BAB 44

1.3K 122 5
                                    

Hari ini adalah hari pertama seorang Reza kembali menghirup udara bebas, setelah keluar dari penjara.

Sherin telah membujuk kedua orang tuanya untuk membebaskan kakak kelasnya. Beruntung keluarga korban sopir truk pun juga menyetujui, sebab tiga kali Sherin datang ke rumahnya dan melakukan permohonan.

Semua itu Sherin lakukan, sebab ia tidak tega dengan masa depan Reza. Setahunya kakak kelasnya yang satu ini, memiliki kemampuan di bidang akademik dan non akademik. Hanya saja entah kenapa kemarin dia sempat berbuat nekat. Walau pun sepenuhnya Sherin belum mempercayainya—jika kejadian tabrakan itu ulah Reza.

"Sekali lagi saya berterima kasih kepada Om dan Tante yang sudah bebasin saya dari penjara. Padahal saya sudah membuat Sherin koma dan keadaannya yang seperti sekarang," ujar Reza di hadapan kedua orang tua Sherin.

"Saya dan istri sudah sepenuhnya memaafkan kamu, tapi ingat! Jangan diulangi lagi." Alex menepuk pundak Reza sambil tersenyum ke arah istrinya.

Selain kebebasan itu, Alex selaku kepala keluarga pun mengetahui keadaan Reza yang sebenarnya. Jika ternyata keluarga Reza tengah mengalami kebangkrutan.

"Terus sekarang papa kamu tinggal di mana?" tanya Rina.

"Papa saya tinggal di kontrakan, Tan. Nggak jauh dari rumah saya sebelumnya."

"Kal—" Perkataan Rina terhenti kala dua orang berpostur tegap lengkap dengan seragam SMA Dharmawangsa yang masih melekat di tubuhnya.

Dua orang itu tak lain adalah Gibran dengan Deni. Pertanyaannya, mengapa bisa keduanya sekarang berada di rumah Sherin? Sementara waktu itu masih menunjukkan pukul setengah dua belas siang dan jam pelajaran pun belum berakhir.

"Lho, bukannya ini masih jam sekolah, ya? Kalian berdua bolos?" tanya Rina yang tampak heran.

"Sebenernya niat awal emang mau bolos, Tan, tapi keburu ada pengumuman pulang lebih cepet. Ya nggak jadi," jawab Deni.

"Kalian ini mau jadi apa kalau kerjaannya bolos. Lain kali jangan pernah punya pikiran kayak gitu, sebentar lagi kalian naik kelas dua belas kan?"

"Hehehe ... nggak diulangi lagi kok, Tan."

"Nah bener itu. Kelas akhir harus fokus."

"Siap, Tante!"

Sedari tadi Deni yang membuka suara, berbeda dengan Gibran yang terdiam.
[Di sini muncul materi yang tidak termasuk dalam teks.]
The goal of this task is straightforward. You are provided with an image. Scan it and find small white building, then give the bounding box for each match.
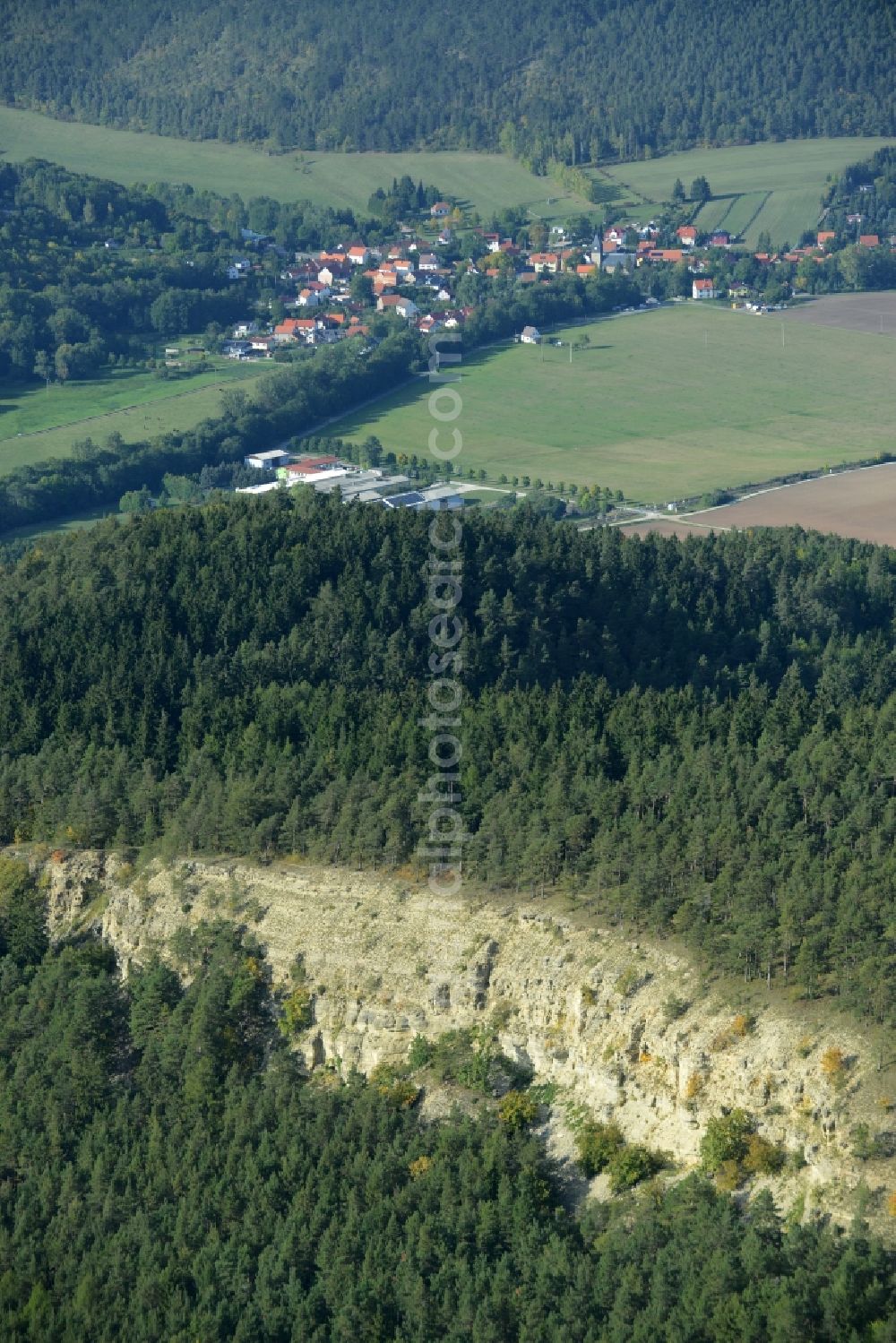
[243,447,293,471]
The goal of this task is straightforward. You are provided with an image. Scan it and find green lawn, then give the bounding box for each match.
[0,360,271,476]
[329,304,896,504]
[600,135,895,245]
[0,108,594,219]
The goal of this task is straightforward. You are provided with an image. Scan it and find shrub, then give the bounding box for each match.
[716,1160,743,1194]
[821,1045,847,1087]
[608,1143,662,1194]
[575,1120,625,1176]
[498,1090,538,1132]
[662,994,691,1022]
[407,1036,433,1069]
[613,966,643,998]
[743,1133,788,1175]
[280,985,314,1039]
[700,1109,754,1174]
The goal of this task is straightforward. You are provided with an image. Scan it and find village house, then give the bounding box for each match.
[376,294,420,321]
[274,317,317,345]
[220,340,251,358]
[602,251,638,271]
[243,447,290,471]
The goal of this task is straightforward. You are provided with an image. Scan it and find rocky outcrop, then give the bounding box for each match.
[30,853,896,1219]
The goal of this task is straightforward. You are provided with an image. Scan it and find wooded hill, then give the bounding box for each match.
[0,0,896,169]
[0,859,896,1343]
[0,492,896,1020]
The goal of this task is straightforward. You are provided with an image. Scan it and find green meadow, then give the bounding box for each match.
[322,304,896,504]
[0,360,270,476]
[0,108,594,219]
[598,135,893,247]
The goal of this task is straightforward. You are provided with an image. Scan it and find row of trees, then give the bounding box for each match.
[0,864,896,1343]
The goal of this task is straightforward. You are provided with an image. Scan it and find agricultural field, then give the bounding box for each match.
[0,108,594,220]
[598,135,893,247]
[782,290,896,336]
[0,360,270,476]
[622,462,896,546]
[332,304,896,504]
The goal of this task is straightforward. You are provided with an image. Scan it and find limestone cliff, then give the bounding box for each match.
[32,853,896,1221]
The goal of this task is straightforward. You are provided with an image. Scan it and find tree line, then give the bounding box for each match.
[0,0,896,172]
[0,490,896,1020]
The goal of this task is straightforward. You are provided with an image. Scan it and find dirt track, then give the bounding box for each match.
[624,462,896,547]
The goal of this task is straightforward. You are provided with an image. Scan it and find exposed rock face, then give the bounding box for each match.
[31,853,896,1218]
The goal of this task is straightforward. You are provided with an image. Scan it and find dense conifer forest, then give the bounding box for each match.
[0,0,896,169]
[0,492,896,1020]
[0,859,896,1343]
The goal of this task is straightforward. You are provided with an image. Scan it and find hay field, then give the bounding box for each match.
[598,135,893,247]
[622,462,896,546]
[331,304,896,505]
[0,108,594,219]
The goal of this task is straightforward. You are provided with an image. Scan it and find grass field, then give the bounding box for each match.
[331,304,896,504]
[783,288,896,336]
[0,108,594,219]
[590,135,893,247]
[624,462,896,546]
[0,360,270,476]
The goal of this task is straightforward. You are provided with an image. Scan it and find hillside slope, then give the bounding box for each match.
[0,490,896,1020]
[39,853,896,1230]
[0,0,896,164]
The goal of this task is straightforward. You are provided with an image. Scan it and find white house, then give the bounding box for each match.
[243,447,291,471]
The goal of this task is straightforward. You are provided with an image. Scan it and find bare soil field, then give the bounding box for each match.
[622,462,896,546]
[780,288,896,336]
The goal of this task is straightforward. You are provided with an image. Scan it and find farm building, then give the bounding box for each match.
[243,447,290,471]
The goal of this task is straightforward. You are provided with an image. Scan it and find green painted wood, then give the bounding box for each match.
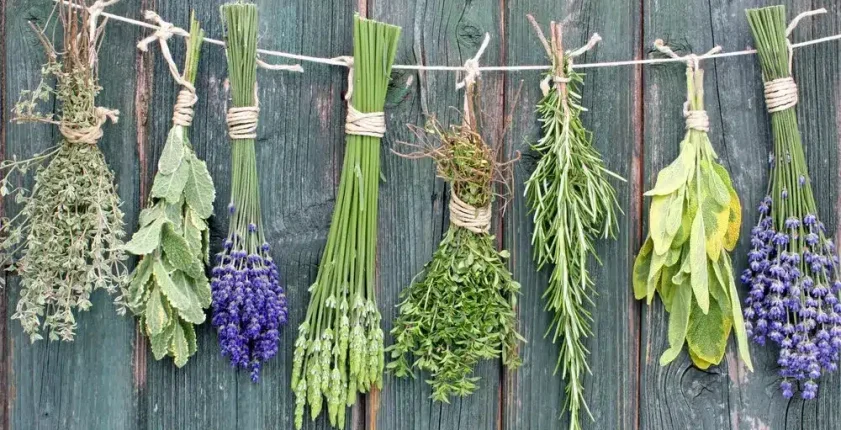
[0,0,841,430]
[503,0,640,429]
[374,0,504,429]
[3,0,139,429]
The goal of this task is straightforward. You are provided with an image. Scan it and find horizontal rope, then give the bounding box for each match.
[53,0,841,73]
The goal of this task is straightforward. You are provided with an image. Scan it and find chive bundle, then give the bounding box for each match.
[292,16,400,428]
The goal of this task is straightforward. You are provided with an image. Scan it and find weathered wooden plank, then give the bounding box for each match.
[641,1,838,428]
[503,0,640,429]
[367,0,504,429]
[137,0,353,428]
[3,1,138,429]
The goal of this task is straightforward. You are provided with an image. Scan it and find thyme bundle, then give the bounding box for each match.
[292,16,400,429]
[123,12,216,367]
[206,2,287,382]
[633,40,753,370]
[386,83,523,403]
[526,16,623,429]
[0,0,126,342]
[741,6,841,399]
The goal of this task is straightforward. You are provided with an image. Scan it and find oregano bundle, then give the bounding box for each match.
[0,0,126,342]
[633,40,753,370]
[123,13,216,367]
[386,83,522,403]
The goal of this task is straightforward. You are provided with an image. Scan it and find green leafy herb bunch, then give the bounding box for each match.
[123,14,216,367]
[633,40,753,370]
[387,80,522,403]
[525,16,623,429]
[0,0,126,342]
[292,15,400,429]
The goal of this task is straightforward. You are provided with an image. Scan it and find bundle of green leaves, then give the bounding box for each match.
[526,16,623,429]
[292,15,400,429]
[123,16,216,367]
[0,0,126,341]
[386,102,522,403]
[633,53,753,370]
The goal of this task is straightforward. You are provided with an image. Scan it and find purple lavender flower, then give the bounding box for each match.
[210,238,287,382]
[740,197,841,399]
Namun, pandangannya mengarah pada Sherin yang menundukkan kepalanya.

Mengetahui Gibran yang tengah menatapnya, Sherin segera mendorong kursi rodanya dan meninggalkan ruang tamu. Ia tak mau berlama-lama berada dalam satu ruangan bersama dengan Gibran.
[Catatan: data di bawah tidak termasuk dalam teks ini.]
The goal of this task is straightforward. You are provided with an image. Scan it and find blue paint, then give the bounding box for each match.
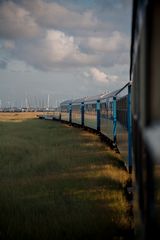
[96,100,101,132]
[127,85,132,173]
[69,103,72,123]
[81,102,84,127]
[113,97,117,145]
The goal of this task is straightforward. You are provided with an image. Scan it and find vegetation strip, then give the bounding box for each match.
[0,113,132,240]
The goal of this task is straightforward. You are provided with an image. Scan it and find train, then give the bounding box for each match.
[39,0,160,240]
[130,0,160,240]
[51,82,132,173]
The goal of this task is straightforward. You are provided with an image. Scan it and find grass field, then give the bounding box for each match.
[0,113,131,240]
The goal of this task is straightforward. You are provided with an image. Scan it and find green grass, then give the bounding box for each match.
[0,115,131,240]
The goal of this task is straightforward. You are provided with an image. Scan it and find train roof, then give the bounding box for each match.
[130,0,148,79]
[60,100,72,105]
[60,82,131,106]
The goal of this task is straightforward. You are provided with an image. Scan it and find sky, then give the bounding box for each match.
[0,0,132,107]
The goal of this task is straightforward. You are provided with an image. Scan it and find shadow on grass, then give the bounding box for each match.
[0,120,132,240]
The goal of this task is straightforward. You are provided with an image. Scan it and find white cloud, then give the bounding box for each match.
[14,30,95,70]
[82,31,130,52]
[2,40,15,49]
[0,1,40,39]
[23,0,98,29]
[89,67,118,83]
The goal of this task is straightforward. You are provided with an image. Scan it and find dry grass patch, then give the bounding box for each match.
[0,113,131,240]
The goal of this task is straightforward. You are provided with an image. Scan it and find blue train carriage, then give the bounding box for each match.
[84,95,101,131]
[130,0,160,240]
[53,106,61,120]
[60,100,72,123]
[72,97,86,127]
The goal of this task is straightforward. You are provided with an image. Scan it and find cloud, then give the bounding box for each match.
[23,0,98,29]
[14,30,95,71]
[2,40,15,49]
[87,67,118,83]
[0,59,8,69]
[0,1,40,39]
[0,0,129,71]
[79,31,130,53]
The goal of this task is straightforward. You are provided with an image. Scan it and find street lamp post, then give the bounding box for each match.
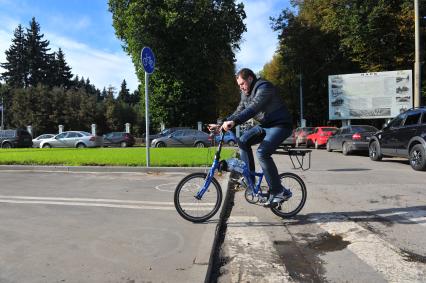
[414,0,421,107]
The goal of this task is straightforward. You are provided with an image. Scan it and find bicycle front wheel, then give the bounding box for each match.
[271,173,307,218]
[174,173,222,223]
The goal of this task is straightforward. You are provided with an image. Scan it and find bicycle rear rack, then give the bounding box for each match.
[274,146,312,171]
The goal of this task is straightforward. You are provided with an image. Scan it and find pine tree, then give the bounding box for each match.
[25,18,53,86]
[0,25,28,88]
[53,48,73,88]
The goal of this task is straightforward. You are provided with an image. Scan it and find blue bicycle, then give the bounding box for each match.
[174,131,310,223]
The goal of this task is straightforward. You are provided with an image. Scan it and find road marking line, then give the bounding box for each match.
[225,216,292,282]
[310,215,426,282]
[0,199,215,211]
[0,195,214,206]
[378,210,426,229]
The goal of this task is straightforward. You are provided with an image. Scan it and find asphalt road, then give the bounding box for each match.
[218,150,426,282]
[0,170,225,282]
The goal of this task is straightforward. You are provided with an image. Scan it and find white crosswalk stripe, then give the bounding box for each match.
[0,195,214,210]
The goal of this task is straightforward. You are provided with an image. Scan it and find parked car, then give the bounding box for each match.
[214,131,237,146]
[151,129,212,147]
[33,134,55,147]
[368,107,426,170]
[103,132,135,147]
[306,127,337,149]
[148,127,191,142]
[40,131,102,148]
[282,130,296,147]
[0,129,33,148]
[326,125,378,155]
[294,127,315,147]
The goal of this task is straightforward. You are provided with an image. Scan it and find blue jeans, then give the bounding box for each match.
[238,126,292,194]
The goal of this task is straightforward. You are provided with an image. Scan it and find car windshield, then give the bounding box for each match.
[352,126,377,133]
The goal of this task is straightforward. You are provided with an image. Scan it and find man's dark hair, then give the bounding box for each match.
[235,68,256,80]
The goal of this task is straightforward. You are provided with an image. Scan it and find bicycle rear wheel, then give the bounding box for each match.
[271,173,307,218]
[174,173,222,223]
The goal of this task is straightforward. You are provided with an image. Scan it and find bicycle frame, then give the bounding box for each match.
[195,130,264,200]
[195,130,225,200]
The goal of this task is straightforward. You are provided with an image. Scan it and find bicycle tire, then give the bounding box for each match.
[174,173,222,223]
[271,172,307,218]
[244,188,259,204]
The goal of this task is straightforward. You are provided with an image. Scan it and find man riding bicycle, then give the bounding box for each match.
[211,68,292,207]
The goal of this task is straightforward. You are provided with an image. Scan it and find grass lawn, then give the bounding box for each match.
[0,147,236,167]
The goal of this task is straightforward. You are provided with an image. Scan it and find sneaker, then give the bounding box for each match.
[263,189,293,207]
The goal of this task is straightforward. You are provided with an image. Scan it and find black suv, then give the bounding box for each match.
[0,129,33,148]
[368,107,426,170]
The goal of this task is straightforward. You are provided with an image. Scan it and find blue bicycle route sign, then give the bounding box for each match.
[141,47,155,74]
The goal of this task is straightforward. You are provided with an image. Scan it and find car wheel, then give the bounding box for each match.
[368,141,383,161]
[1,142,12,148]
[155,142,166,147]
[410,144,426,171]
[325,142,333,152]
[342,142,351,155]
[195,142,206,148]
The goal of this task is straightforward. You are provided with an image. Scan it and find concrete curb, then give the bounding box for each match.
[0,165,210,173]
[204,174,235,283]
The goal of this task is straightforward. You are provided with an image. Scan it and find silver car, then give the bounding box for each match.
[33,134,55,147]
[40,131,102,148]
[151,129,212,147]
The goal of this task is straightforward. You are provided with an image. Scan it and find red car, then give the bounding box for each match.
[306,127,337,149]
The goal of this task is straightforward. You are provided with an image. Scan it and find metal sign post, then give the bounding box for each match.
[0,96,4,130]
[141,47,155,167]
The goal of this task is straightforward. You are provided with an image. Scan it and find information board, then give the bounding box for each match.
[328,70,413,120]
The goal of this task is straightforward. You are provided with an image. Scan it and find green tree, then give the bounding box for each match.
[25,18,54,86]
[52,48,73,88]
[109,0,246,128]
[0,25,28,88]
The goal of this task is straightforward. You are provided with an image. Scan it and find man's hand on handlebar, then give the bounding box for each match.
[207,124,221,134]
[222,121,235,132]
[207,121,235,133]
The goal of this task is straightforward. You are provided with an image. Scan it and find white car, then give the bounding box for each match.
[33,134,55,147]
[40,131,103,148]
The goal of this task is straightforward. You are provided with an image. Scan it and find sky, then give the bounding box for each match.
[0,0,290,91]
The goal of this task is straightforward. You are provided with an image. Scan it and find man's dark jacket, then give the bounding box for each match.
[226,79,292,128]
"Rez, kangen gue sama lo!" celetuk Deni lalu memukul pelan perut Reza.

"Kebiasaan lo! Main pukul orang."

"Biasa lah. Oh, ya lo ngapain pake sabotase truk segala. Jadi mendekam di bui kan lo!"

Mendadak Reza terdiam di tempat dengan ekspresi yang berbeda dari sebelumnya, terlihat seperti ada yang ditutup-tutupi darinya. Melihat hal itu, Deni merasa bersalah atas ucapannya.
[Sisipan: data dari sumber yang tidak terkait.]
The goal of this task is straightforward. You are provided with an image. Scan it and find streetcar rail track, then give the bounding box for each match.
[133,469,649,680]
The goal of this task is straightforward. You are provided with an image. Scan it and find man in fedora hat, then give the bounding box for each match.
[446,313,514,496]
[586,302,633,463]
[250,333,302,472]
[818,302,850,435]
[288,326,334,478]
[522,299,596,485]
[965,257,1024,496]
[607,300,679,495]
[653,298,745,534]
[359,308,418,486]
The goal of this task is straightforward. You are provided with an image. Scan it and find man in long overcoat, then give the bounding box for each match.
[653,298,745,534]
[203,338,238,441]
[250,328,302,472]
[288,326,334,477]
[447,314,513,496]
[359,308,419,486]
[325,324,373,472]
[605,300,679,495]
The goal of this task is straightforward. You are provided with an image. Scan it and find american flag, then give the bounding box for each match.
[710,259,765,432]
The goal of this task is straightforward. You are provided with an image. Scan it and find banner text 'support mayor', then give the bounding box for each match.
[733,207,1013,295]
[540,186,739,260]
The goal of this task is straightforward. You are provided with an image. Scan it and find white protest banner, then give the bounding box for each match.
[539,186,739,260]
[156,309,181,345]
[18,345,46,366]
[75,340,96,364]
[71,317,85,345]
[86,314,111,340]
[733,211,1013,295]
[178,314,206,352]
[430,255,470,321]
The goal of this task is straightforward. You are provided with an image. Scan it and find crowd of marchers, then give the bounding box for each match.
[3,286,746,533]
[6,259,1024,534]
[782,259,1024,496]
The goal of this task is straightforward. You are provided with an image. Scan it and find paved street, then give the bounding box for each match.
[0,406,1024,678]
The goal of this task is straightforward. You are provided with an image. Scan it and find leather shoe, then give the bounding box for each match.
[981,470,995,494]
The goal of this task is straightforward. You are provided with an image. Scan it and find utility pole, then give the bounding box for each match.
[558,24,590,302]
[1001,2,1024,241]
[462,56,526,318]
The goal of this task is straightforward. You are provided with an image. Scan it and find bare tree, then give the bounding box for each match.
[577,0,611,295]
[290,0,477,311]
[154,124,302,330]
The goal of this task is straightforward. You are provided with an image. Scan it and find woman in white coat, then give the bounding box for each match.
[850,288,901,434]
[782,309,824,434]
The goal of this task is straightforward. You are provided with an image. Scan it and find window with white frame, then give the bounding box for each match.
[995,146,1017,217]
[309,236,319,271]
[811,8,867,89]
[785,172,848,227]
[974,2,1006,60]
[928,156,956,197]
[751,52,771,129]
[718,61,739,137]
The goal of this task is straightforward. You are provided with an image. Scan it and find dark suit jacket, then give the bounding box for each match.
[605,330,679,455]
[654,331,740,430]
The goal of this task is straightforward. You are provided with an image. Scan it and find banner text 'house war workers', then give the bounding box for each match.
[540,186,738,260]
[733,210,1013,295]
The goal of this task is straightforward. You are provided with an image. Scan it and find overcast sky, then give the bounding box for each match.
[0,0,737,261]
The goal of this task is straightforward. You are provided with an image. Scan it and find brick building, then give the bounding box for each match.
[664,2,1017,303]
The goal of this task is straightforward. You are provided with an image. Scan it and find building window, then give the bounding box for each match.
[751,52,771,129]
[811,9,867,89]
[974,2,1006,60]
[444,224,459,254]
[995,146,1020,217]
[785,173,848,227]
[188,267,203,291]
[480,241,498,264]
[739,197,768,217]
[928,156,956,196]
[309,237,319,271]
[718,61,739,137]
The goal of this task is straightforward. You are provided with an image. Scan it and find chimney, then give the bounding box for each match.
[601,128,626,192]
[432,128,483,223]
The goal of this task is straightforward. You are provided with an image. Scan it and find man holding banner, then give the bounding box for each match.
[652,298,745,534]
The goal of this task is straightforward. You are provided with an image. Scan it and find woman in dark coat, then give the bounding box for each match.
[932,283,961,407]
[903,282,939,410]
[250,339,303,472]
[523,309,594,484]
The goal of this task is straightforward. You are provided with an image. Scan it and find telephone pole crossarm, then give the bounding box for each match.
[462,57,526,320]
"Eh, sorry lah gue cuma bercanda. Nggak usah tegang gitu napa tuh muka! Ngomong-ngomong nih, gue kangen nyontek tugas sama lo." Deni berusaha mencairkan kembali suasana sekarang, tetapi tetap tak ada perubahan. Mereka yang masih di ruang tamu justru menatapnya aneh.

Memang perkataannya ada yang salah lagi? Sepertinya apa yang Deni ucapkan seringkali salah, ralat. Bukan salah sepertinya, lebih tepatnya tak tahu situasi dan kondisi.